Schliesslich qualifiziert die Vorinstanz das Handeln des Beschwerdeführers als fahrlässig. Er habe nicht nur die genannten Vorschriften missachtet, sondern hätte auch erkennen können, dass eine Landung auf Skiübungsgelände, das zur Piste gezählt, im fraglichen Zeitpunkt jedoch als Festgelände benutzt werde, die Gefahr von Kollisionen mit unachtsamen Menschen schaffe. 
 
c) Der Beschwerdeführer wendet sich einzig gegen den Vorwurf, er habe pflichtwidrig gehandelt. So habe die Vorinstanz unter Verweisung auf die Literatur (Hans-Kaspar Stiffler, Schweizerisches Skirecht, 2. Aufl. 1991, Rz. 590 f.) selber ausgeführt, die Abgrenzung eines Landeplatzes für Hängegleiter vom Skigebiet obliege dem Verkehrssicherungspflichtigen, d.h. dem Pistendienst, während die Organisationen der Delta- und Gleitschirmflieger für die technische Abklärung, ob sich ein Ort als Landeplatz eigne, zuständig seien. Für die ungenügende Absperrung habe deshalb im vorliegenden Fall allein der Pistendienst die Verantwortung zu tragen. 
 
d) Es trifft zu, dass die Argumentation der Vorinstanz im fraglichen Punkt nicht völlig klar ist. Der Begriff der Verkehrssicherungspflicht entstammt dem Zivilrecht und umschreibt die Vorsichts- und Schutzmassnahmen, welche die Seilbahn- und Skiliftunternehmer zu treffen haben (vgl. Stiffler, a.a.O., Rz. 407 ff.). 

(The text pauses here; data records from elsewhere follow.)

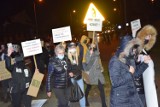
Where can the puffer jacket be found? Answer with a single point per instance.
(58, 73)
(123, 90)
(21, 74)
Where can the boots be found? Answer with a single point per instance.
(88, 88)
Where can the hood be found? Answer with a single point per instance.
(123, 42)
(84, 38)
(122, 56)
(147, 30)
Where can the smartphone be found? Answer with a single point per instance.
(9, 45)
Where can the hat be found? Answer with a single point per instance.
(71, 44)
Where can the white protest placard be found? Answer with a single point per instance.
(135, 25)
(31, 47)
(94, 25)
(61, 34)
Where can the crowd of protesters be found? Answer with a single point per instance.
(69, 62)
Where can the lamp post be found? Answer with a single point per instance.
(35, 14)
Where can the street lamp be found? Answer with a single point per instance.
(35, 14)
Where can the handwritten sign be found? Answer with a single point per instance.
(32, 47)
(61, 34)
(35, 84)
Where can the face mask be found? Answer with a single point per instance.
(146, 41)
(72, 50)
(60, 56)
(133, 52)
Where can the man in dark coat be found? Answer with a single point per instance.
(122, 70)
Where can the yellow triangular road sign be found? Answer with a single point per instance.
(93, 13)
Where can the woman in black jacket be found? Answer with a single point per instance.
(58, 68)
(21, 78)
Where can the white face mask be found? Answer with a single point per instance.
(73, 50)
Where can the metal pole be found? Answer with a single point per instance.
(35, 16)
(125, 12)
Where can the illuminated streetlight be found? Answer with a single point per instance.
(127, 24)
(114, 9)
(35, 14)
(92, 13)
(119, 26)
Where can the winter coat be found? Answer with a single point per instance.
(21, 75)
(94, 69)
(123, 90)
(58, 73)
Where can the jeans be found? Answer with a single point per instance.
(82, 101)
(143, 99)
(21, 98)
(102, 93)
(62, 96)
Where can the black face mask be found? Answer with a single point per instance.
(146, 41)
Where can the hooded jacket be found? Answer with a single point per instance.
(84, 40)
(142, 33)
(123, 90)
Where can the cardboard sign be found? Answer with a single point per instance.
(35, 84)
(32, 47)
(4, 73)
(61, 34)
(135, 25)
(94, 25)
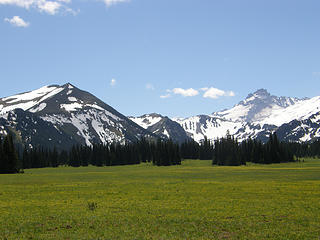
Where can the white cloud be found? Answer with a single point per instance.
(49, 7)
(316, 74)
(113, 2)
(17, 22)
(165, 96)
(149, 86)
(190, 92)
(113, 82)
(215, 93)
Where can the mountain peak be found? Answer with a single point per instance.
(68, 85)
(262, 92)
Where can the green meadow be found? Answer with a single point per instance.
(191, 201)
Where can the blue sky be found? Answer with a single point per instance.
(173, 57)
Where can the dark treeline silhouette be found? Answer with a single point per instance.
(160, 153)
(228, 151)
(9, 161)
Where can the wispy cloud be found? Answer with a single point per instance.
(149, 86)
(165, 96)
(113, 82)
(215, 93)
(46, 6)
(209, 92)
(17, 22)
(190, 92)
(113, 2)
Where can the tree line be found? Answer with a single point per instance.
(226, 151)
(160, 153)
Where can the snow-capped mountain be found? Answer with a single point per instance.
(74, 114)
(257, 107)
(162, 126)
(258, 115)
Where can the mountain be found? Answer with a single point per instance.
(65, 115)
(162, 126)
(259, 114)
(257, 107)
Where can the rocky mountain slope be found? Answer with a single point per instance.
(162, 126)
(258, 115)
(65, 115)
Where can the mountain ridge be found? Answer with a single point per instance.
(75, 116)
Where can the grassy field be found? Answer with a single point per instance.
(192, 201)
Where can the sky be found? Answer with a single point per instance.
(178, 58)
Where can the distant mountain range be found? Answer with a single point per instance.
(64, 115)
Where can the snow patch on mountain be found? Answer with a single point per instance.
(38, 108)
(299, 111)
(147, 120)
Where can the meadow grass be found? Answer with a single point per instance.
(191, 201)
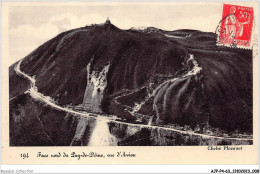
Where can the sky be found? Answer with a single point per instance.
(31, 26)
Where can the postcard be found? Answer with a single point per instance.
(129, 83)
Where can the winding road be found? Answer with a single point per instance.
(47, 100)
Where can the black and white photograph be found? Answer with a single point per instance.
(85, 76)
(130, 83)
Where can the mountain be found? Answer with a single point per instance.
(175, 79)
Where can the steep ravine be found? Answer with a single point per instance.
(154, 89)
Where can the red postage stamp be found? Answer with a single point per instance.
(236, 26)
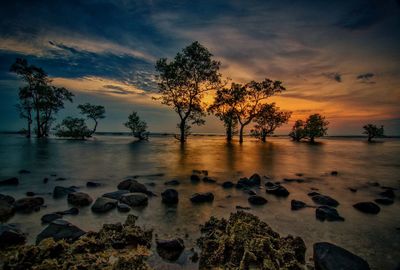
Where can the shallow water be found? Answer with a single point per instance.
(109, 159)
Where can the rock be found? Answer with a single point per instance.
(92, 184)
(228, 184)
(116, 195)
(209, 180)
(384, 201)
(135, 199)
(170, 249)
(123, 207)
(172, 183)
(328, 213)
(10, 236)
(367, 207)
(103, 204)
(60, 229)
(202, 197)
(328, 256)
(13, 181)
(79, 199)
(60, 192)
(50, 217)
(28, 205)
(325, 200)
(257, 200)
(195, 178)
(170, 196)
(297, 205)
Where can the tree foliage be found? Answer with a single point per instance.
(372, 131)
(184, 81)
(137, 126)
(268, 119)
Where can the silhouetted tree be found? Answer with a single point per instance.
(373, 131)
(38, 96)
(137, 126)
(94, 112)
(316, 126)
(268, 119)
(183, 82)
(71, 127)
(298, 131)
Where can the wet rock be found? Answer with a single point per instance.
(10, 236)
(172, 183)
(79, 199)
(222, 245)
(202, 197)
(135, 199)
(367, 207)
(325, 200)
(116, 195)
(228, 184)
(384, 201)
(13, 181)
(170, 249)
(28, 205)
(60, 192)
(50, 217)
(103, 204)
(328, 213)
(257, 200)
(170, 196)
(328, 256)
(297, 205)
(60, 229)
(92, 184)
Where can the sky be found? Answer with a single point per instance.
(337, 58)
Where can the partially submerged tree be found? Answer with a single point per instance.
(72, 127)
(137, 126)
(94, 112)
(268, 119)
(183, 82)
(298, 131)
(316, 126)
(372, 131)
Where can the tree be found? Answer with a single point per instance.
(298, 131)
(373, 131)
(38, 96)
(94, 112)
(72, 127)
(268, 119)
(183, 81)
(137, 126)
(316, 126)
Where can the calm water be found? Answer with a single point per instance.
(109, 159)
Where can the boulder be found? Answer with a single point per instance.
(367, 207)
(10, 236)
(170, 249)
(103, 204)
(60, 229)
(325, 200)
(135, 199)
(60, 192)
(170, 196)
(297, 205)
(257, 200)
(202, 197)
(13, 181)
(28, 205)
(79, 199)
(328, 213)
(328, 256)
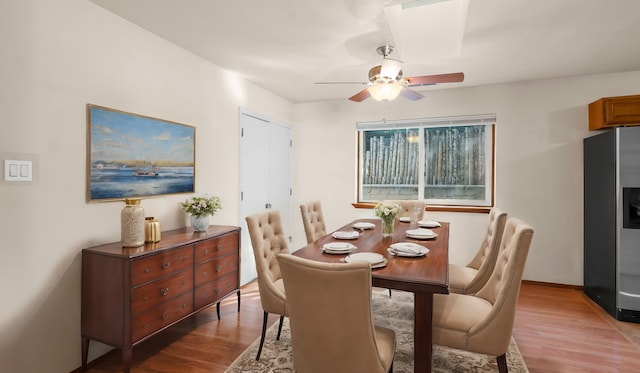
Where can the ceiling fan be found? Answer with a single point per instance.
(386, 81)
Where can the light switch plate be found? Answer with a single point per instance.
(15, 170)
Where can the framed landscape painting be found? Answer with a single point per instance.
(134, 156)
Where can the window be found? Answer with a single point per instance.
(444, 161)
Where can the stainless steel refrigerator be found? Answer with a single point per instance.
(612, 221)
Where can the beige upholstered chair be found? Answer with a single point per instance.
(332, 326)
(483, 323)
(407, 205)
(472, 277)
(268, 240)
(313, 220)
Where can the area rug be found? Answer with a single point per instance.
(395, 312)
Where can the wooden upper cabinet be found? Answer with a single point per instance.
(610, 112)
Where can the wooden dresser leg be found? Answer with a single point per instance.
(85, 352)
(126, 359)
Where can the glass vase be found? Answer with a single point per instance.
(200, 223)
(387, 226)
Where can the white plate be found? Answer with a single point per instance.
(421, 234)
(429, 224)
(376, 260)
(408, 249)
(338, 248)
(363, 225)
(350, 235)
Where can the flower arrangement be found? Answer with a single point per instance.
(387, 211)
(201, 206)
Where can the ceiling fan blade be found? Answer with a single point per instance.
(390, 68)
(410, 94)
(435, 79)
(360, 96)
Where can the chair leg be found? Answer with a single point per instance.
(502, 363)
(280, 327)
(264, 332)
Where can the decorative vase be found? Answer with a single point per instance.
(387, 225)
(200, 223)
(152, 231)
(132, 223)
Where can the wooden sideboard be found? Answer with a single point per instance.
(130, 294)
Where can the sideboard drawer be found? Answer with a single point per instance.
(151, 294)
(161, 264)
(215, 290)
(216, 268)
(157, 318)
(217, 246)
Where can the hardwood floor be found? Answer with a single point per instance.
(558, 329)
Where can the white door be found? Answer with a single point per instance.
(265, 178)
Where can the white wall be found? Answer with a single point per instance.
(540, 128)
(57, 57)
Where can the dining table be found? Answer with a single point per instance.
(423, 275)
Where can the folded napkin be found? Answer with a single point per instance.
(429, 223)
(406, 249)
(351, 235)
(363, 225)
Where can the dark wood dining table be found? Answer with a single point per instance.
(423, 276)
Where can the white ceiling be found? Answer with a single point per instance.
(285, 46)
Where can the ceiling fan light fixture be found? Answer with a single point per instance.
(385, 91)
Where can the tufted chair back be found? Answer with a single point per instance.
(470, 279)
(407, 205)
(268, 240)
(332, 327)
(483, 322)
(313, 220)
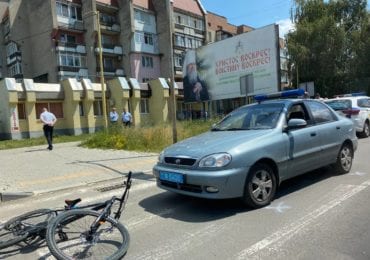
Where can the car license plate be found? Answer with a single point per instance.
(171, 176)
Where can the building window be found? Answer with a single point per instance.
(106, 39)
(11, 48)
(69, 11)
(108, 63)
(98, 107)
(147, 61)
(67, 38)
(178, 61)
(15, 69)
(146, 79)
(21, 107)
(144, 106)
(144, 38)
(148, 38)
(142, 17)
(55, 107)
(107, 19)
(71, 59)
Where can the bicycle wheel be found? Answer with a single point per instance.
(19, 228)
(68, 237)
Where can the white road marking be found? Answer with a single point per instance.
(358, 173)
(275, 240)
(280, 208)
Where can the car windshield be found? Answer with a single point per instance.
(340, 104)
(363, 102)
(252, 117)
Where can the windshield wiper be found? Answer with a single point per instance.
(236, 129)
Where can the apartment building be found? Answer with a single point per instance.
(218, 28)
(189, 19)
(51, 40)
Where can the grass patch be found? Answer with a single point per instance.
(143, 139)
(10, 144)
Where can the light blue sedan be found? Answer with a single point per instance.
(256, 147)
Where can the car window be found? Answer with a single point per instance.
(339, 104)
(363, 102)
(258, 116)
(320, 112)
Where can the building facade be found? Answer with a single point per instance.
(51, 51)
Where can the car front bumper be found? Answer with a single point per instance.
(222, 184)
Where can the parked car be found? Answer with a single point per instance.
(357, 108)
(255, 148)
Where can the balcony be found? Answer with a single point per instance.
(14, 57)
(71, 47)
(111, 72)
(111, 49)
(73, 26)
(72, 71)
(110, 28)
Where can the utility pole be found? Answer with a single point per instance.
(172, 76)
(104, 101)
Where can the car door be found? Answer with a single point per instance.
(329, 129)
(304, 144)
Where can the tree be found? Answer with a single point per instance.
(330, 37)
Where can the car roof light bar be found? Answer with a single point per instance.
(282, 94)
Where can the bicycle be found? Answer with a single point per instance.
(79, 234)
(37, 223)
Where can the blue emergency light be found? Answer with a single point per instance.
(282, 94)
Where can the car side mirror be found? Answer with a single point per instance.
(296, 123)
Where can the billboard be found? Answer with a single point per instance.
(244, 65)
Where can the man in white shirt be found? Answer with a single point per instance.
(126, 118)
(113, 115)
(49, 121)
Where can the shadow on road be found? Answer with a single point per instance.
(192, 209)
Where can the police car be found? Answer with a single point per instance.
(252, 150)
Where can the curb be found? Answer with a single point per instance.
(7, 196)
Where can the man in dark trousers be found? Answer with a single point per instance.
(49, 121)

Art. 90 LFG bezieht sich demgegenüber allein auf die strafrechtliche Verantwortlichkeit der Kommandanten, Besatzungsmitglieder und Passagiere von Luftfahrzeugen. 
Entgegen der Ansicht des Beschwerdeführers schliesst eine Verkehrssicherungspflicht des Pistendienstes eine Strafbarkeit der in Art. 90 LFG genannten Personengruppen nicht aus. Diese haben sich vielmehr selbständig um die Einhaltung der aufgeführten luftverkehrsrechtlichen Vorschriften und anerkannten Verkehrsregeln zu kümmern. Der Beschwerdeführer musste als Gleitschirmpilot die Normen über die zulässigen Landeplätze kennen und sie bei seinen Flügen einhalten. Er durfte sich dabei nicht einfach auf den Befund des Hilfspistenpatrouilleurs verlassen, der den von ihm benutzten Landeplatz tags zuvor inspiziert und von der Pistensicherheit her als in Ordnung befunden hatte. Es kommt hinzu, dass der Beschwerdeführer den Landeplatz nach den Feststellungen im angefochtenen Entscheid selber eingerichtet hat. Dabei hätte er ohne weiteres erkennen können, dass am fraglichen Ort mit den getroffenen Vorrichtungen die luftverkehrsrechtlichen Vorschriften nicht eingehalten waren. Die Beschwerde erweist sich daher als unbegründet und ist abzuweisen. 
 
2.- Bei diesem Ausgang des Verfahrens sind die bundesgerichtlichen Kosten dem Beschwerdeführer aufzuerlegen (Art. 278 Abs. 1 BStP). 
 
Demnach erkennt das Bundesgericht: 
 
1.- Die eidgenössische Nichtigkeitsbeschwerde wird abgewiesen. 
 
2.- Die Gerichtsgebühr von Fr. 2'000.-- wird dem Beschwerdeführer auferlegt. 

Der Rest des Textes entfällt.